Naquele momento, apesar da inflexão reacionária no Brasil, alertamos que os governos de caráter neoliberal teriam muitas dificuldades em consolidar seus planos, sem impor derrotas de caráter histórico em cada um dos países. A tentativa golpista de Guaidó, apoiada por Brasil e Colômbia, foi derrotada no primeiro semestre. O cenário mudou desde então. Trump foi alvejado por contradições internas, Macri foi derrotado em toda linha, na vizinha argentina.
O Peru entrou na dinâmica de crises e conflitos. A tentativa da ala fujimorista de impor um golpe parlamentar foi enterrada pela combinação da ação do presidente Vizacarra, apoiado pelo povo nas ruas. A ascensão de novas forças à esquerda como a Frente Ampla chilena e Veronica no Peru, apontam uma dinâmica de crescimento das ideias de uma nova esquerda, socialista e democrática. No Paraguai, Marito Abdo sobreviveu por pouco ao escândalo do acordo secreto de Itaipu com o governo brasileiro. Na Colômbia, Iván Duque viu sua popularidade despencar em 1 ano de governo e o ex-presidente Alvaro Uribe está na berlinda judicial por seu envolvimento corrupto com as milícias paramilitares.

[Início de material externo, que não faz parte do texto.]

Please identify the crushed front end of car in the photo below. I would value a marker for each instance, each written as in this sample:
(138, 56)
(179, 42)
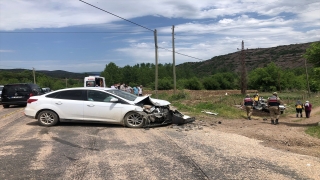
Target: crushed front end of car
(158, 113)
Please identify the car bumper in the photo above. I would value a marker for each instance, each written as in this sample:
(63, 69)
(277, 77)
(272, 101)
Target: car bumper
(30, 113)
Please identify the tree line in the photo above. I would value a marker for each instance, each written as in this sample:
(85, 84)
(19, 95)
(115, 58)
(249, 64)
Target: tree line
(268, 78)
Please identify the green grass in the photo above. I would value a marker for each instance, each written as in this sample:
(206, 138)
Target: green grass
(225, 105)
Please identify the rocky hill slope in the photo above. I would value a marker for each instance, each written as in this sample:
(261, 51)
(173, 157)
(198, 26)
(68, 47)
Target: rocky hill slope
(286, 57)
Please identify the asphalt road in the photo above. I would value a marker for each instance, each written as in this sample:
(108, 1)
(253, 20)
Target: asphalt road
(102, 151)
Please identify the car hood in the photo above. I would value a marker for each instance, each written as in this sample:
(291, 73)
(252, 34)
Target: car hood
(156, 102)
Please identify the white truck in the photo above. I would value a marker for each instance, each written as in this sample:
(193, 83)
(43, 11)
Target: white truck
(94, 81)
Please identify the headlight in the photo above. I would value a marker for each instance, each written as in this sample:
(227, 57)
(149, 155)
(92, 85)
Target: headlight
(138, 108)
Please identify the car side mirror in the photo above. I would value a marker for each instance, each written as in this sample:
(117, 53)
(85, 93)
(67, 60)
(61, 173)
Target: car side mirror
(114, 99)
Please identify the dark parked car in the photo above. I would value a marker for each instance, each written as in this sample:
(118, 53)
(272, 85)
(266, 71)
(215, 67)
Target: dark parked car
(18, 94)
(1, 87)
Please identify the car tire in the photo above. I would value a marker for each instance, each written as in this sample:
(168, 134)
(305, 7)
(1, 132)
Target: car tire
(5, 106)
(134, 120)
(48, 118)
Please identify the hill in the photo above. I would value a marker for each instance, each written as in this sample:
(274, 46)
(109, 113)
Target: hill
(286, 57)
(57, 73)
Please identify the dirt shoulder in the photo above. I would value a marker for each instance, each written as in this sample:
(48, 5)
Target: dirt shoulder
(288, 135)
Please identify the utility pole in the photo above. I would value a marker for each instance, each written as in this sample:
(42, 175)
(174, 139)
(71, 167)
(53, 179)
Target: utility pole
(174, 62)
(156, 54)
(34, 76)
(305, 65)
(243, 71)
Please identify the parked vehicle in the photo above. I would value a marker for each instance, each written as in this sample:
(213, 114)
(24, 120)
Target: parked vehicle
(102, 105)
(262, 105)
(1, 87)
(18, 94)
(94, 81)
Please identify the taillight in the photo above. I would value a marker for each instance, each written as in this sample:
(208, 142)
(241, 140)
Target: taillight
(31, 100)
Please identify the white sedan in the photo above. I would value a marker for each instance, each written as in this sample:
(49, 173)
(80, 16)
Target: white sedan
(101, 105)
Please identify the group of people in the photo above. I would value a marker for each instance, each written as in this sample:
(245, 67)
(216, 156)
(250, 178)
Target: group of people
(137, 90)
(307, 106)
(273, 106)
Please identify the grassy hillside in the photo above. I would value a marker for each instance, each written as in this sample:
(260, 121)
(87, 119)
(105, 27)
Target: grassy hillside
(287, 57)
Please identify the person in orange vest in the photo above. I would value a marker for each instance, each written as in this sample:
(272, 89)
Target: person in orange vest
(248, 103)
(299, 107)
(273, 105)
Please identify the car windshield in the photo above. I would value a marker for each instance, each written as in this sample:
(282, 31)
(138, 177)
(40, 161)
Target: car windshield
(123, 94)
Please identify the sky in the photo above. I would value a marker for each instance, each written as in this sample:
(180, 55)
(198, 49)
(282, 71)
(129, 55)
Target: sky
(86, 35)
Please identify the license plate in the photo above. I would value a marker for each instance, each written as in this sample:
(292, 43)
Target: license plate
(16, 97)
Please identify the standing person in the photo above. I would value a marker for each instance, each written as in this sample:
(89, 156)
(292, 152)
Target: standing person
(256, 98)
(273, 104)
(123, 87)
(140, 90)
(307, 108)
(248, 102)
(135, 90)
(299, 107)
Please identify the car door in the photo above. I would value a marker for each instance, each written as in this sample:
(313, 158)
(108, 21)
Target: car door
(98, 107)
(69, 104)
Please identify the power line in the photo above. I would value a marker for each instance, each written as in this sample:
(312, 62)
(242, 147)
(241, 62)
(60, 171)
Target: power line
(70, 32)
(182, 54)
(117, 16)
(138, 25)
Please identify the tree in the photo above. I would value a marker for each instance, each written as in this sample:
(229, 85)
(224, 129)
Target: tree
(313, 54)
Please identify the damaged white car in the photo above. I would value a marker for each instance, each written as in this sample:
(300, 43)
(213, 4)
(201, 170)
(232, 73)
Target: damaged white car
(106, 105)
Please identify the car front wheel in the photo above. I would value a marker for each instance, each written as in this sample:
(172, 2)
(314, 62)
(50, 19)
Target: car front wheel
(48, 118)
(5, 106)
(134, 120)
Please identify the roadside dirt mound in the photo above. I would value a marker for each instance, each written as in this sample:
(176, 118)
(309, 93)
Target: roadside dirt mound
(288, 135)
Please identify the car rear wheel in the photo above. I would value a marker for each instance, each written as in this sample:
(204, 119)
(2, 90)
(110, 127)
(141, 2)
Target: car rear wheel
(134, 120)
(5, 106)
(48, 118)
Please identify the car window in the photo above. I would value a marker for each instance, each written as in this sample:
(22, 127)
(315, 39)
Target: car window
(99, 96)
(52, 95)
(123, 94)
(16, 88)
(71, 95)
(36, 89)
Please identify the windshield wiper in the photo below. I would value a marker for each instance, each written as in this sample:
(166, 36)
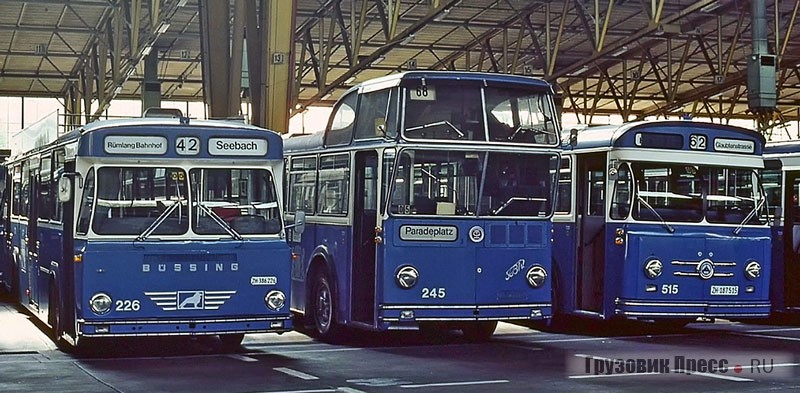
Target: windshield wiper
(524, 129)
(438, 123)
(219, 221)
(748, 217)
(158, 221)
(653, 210)
(513, 199)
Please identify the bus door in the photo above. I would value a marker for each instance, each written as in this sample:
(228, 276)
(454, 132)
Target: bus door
(791, 238)
(591, 231)
(32, 240)
(365, 212)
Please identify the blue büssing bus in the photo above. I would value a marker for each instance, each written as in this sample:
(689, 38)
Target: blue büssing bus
(150, 227)
(427, 202)
(662, 221)
(782, 183)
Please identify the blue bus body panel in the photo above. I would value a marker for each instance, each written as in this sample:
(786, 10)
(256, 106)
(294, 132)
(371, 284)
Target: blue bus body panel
(680, 252)
(483, 280)
(626, 135)
(182, 288)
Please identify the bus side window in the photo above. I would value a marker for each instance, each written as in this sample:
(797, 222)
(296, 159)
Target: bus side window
(372, 110)
(621, 204)
(87, 200)
(341, 125)
(564, 201)
(595, 197)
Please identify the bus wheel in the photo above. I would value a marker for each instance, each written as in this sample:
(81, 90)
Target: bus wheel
(323, 307)
(54, 318)
(231, 342)
(479, 331)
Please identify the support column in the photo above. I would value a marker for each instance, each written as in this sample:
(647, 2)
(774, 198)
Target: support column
(151, 85)
(270, 40)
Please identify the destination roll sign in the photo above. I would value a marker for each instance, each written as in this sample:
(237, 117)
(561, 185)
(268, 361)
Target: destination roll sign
(237, 147)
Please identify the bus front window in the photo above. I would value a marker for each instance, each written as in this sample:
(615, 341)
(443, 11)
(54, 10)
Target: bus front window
(446, 183)
(444, 110)
(688, 193)
(734, 197)
(521, 116)
(437, 182)
(234, 201)
(141, 201)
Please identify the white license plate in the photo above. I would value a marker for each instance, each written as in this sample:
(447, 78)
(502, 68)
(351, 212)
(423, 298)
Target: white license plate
(724, 290)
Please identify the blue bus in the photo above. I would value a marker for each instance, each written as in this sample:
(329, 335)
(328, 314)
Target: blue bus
(150, 227)
(781, 177)
(662, 221)
(427, 204)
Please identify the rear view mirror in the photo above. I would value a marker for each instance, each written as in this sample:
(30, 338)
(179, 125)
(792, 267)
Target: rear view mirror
(299, 223)
(64, 189)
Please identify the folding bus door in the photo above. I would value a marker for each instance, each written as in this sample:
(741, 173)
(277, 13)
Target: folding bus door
(365, 210)
(791, 254)
(591, 232)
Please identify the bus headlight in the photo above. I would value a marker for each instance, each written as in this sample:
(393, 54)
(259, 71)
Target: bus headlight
(653, 268)
(100, 303)
(407, 277)
(536, 276)
(752, 270)
(275, 300)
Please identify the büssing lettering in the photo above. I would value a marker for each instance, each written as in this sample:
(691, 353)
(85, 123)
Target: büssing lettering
(189, 267)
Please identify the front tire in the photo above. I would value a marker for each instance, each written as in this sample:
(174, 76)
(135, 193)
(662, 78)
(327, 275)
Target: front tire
(323, 307)
(54, 318)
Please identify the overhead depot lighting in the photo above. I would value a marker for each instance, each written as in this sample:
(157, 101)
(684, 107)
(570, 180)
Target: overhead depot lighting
(378, 60)
(711, 7)
(162, 28)
(620, 51)
(440, 16)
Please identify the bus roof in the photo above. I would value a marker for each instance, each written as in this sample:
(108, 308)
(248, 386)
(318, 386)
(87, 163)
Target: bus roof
(90, 137)
(302, 142)
(625, 135)
(485, 77)
(782, 147)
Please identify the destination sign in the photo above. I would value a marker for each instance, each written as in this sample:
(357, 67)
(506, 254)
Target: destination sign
(129, 144)
(237, 147)
(429, 233)
(734, 145)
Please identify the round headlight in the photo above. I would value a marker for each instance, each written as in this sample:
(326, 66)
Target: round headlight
(653, 268)
(752, 270)
(275, 300)
(536, 276)
(100, 303)
(407, 277)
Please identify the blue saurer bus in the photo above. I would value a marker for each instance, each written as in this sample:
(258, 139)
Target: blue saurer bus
(427, 201)
(150, 227)
(782, 183)
(664, 221)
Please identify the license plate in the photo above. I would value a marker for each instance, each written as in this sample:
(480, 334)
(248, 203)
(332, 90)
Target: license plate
(724, 290)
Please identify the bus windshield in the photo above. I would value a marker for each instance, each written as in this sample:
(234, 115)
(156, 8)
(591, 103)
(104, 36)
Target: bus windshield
(448, 110)
(133, 200)
(469, 183)
(689, 193)
(234, 201)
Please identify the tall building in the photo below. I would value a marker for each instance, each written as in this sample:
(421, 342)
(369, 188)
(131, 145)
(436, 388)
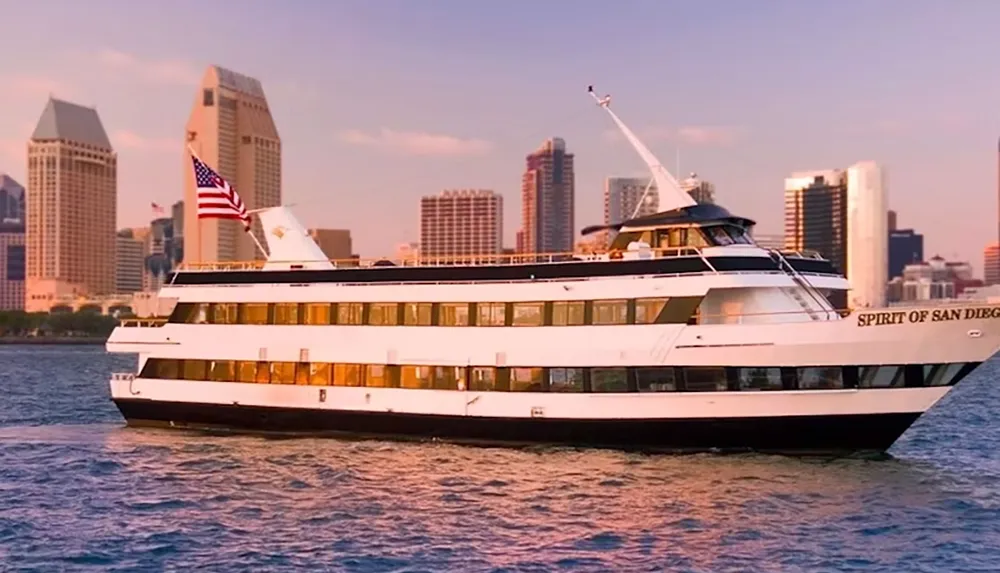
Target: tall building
(991, 264)
(906, 247)
(71, 203)
(700, 191)
(335, 243)
(129, 262)
(231, 129)
(12, 265)
(547, 200)
(11, 199)
(867, 235)
(460, 223)
(816, 214)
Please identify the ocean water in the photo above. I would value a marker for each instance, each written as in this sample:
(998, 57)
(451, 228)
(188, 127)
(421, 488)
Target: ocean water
(79, 491)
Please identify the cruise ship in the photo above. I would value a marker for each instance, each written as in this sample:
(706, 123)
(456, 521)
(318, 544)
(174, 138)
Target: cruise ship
(684, 336)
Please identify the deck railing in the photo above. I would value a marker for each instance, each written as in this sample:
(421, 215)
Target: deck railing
(474, 260)
(143, 322)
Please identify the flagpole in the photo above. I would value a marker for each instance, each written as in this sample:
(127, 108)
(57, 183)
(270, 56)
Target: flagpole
(193, 136)
(248, 230)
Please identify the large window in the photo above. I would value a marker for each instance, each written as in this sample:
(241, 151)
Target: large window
(383, 314)
(454, 314)
(528, 314)
(286, 313)
(760, 378)
(569, 313)
(350, 313)
(317, 313)
(418, 313)
(553, 379)
(491, 314)
(647, 310)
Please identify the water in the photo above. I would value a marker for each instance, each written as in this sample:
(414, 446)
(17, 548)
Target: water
(78, 491)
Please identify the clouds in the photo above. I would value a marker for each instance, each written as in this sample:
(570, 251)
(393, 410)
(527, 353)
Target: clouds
(168, 71)
(417, 143)
(696, 135)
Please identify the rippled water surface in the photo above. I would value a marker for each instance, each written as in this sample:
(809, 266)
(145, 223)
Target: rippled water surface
(79, 491)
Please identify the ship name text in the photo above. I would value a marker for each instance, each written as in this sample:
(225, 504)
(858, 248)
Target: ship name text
(888, 317)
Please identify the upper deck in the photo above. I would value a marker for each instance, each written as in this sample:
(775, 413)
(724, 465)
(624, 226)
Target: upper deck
(510, 268)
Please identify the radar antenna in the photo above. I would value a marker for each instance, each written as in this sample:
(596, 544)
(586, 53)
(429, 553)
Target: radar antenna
(670, 192)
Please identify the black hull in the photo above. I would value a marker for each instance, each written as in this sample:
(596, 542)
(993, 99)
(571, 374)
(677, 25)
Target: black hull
(788, 435)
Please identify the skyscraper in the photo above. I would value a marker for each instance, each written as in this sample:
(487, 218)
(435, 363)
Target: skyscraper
(11, 199)
(231, 129)
(621, 201)
(991, 264)
(11, 265)
(461, 223)
(71, 203)
(547, 200)
(867, 235)
(816, 214)
(701, 191)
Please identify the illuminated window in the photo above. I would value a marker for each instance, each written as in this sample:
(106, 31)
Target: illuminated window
(454, 314)
(417, 314)
(223, 370)
(350, 312)
(568, 313)
(566, 380)
(286, 313)
(302, 373)
(610, 312)
(347, 375)
(528, 314)
(609, 379)
(375, 376)
(317, 313)
(319, 373)
(263, 375)
(416, 377)
(491, 314)
(246, 371)
(383, 314)
(224, 313)
(526, 379)
(194, 369)
(647, 310)
(282, 373)
(253, 313)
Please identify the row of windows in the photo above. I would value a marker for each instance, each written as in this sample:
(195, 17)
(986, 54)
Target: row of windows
(676, 310)
(612, 379)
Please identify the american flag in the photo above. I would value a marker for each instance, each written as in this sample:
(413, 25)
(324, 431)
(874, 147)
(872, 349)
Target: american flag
(217, 199)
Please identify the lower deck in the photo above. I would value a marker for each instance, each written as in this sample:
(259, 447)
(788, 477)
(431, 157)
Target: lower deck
(819, 434)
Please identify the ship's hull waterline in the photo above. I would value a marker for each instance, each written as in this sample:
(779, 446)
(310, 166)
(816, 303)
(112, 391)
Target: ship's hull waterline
(830, 434)
(796, 422)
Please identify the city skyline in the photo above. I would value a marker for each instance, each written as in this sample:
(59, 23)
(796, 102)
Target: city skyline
(739, 125)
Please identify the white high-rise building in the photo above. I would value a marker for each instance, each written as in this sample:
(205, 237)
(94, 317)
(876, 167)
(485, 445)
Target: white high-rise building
(867, 235)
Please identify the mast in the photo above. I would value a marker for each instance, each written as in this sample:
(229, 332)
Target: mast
(671, 195)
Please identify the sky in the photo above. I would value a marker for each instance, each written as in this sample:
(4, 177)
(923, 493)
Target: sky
(379, 102)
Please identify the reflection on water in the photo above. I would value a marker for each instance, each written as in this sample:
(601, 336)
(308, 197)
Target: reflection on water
(77, 489)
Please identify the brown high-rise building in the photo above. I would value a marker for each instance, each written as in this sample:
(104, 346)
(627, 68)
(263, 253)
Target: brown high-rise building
(71, 204)
(461, 223)
(816, 214)
(547, 200)
(231, 129)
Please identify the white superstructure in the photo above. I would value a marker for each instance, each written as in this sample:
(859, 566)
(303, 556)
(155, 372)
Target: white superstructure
(686, 335)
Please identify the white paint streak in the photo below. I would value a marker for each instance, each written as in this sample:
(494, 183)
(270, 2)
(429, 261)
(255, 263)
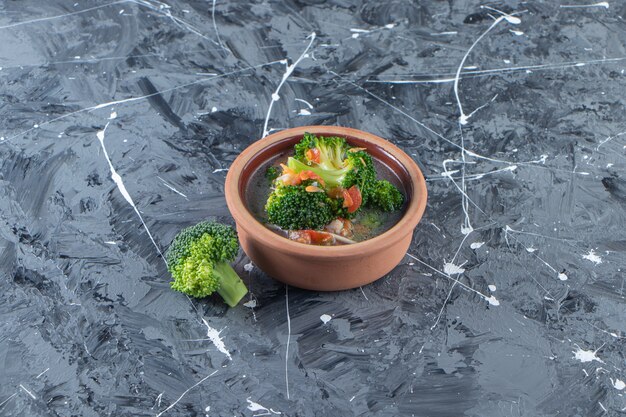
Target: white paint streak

O desenlace da crise equatoriana vai interferir em cheio na relação de forças continental, com o protagonismo dos indígenas e dos setores populares. Junto aos processos eleitorais de Uruguai e Bolívia, vamos ter uma série de testes para onde vai dinâmica geral. O certo é que, dificilmente, teremos um novo ciclo estável de governos neoliberais como nos ´90.
No Equador se joga parte do futuro
Neste momento, acontecimentos decisivos marcam a rebelião em curso. Com Lenin Moreno em Guayaquil, acuado debaixo das barbas das oliguarquias mais parasitárias do Equador e da grande mídia que passa desenhos animados durante as manifestações, em todo país a greve geral é um êxito. O governo, ainda sustentado pela cúpula das Forças Armadas, cada vez mais desprestigiado, aponta a repressão como única saída possível.
Com o país paralisado, social e economicamente, a aliança entre os trabalhadores e indígenas atua sobre o povo todo. Com a conformação da assembleia do povo, tomada de diversos governos locais, a rebelião entra numa fase crucial. A se manter o fôlego das mobilizações em todo o país, apesar da forte repressão, o governo de Lenín Moreno pode estar com as horas contadas.
O papel da esquerda mundial é apoiar com toda força a movida do povo equatoriano. Por iniciativa de deputados do PSOL, foi aprovada na Comissão de Relações Exteriores e Defesa Nacional uma moção de repúdio a Lenin Moreno. Atos estão sendo chamados em frente aos consulados e embaixadas.
Estamos com o povo do Equador, vanguarda para derrotar o autoritarismo e o neoliberalismo.
1 O termo “zángano” (em português, “zangão”) é uma alusão a uma frase de Lenín Moreno ( “ acabou a ‘zanganería’”) ante as primeiras manifestações contra as medidas anunciadas em 01 de outubro. O termo tem duas acepções: uma abelha sob mando de uma rainha ou uma pessoa que não gosta de trabalhar. Logo, as redes sociais emplacaram a #YoTambiénSoyZángano.
2 A população indígena do Equador representa 7% dos 17 000 000 de habitantes do país.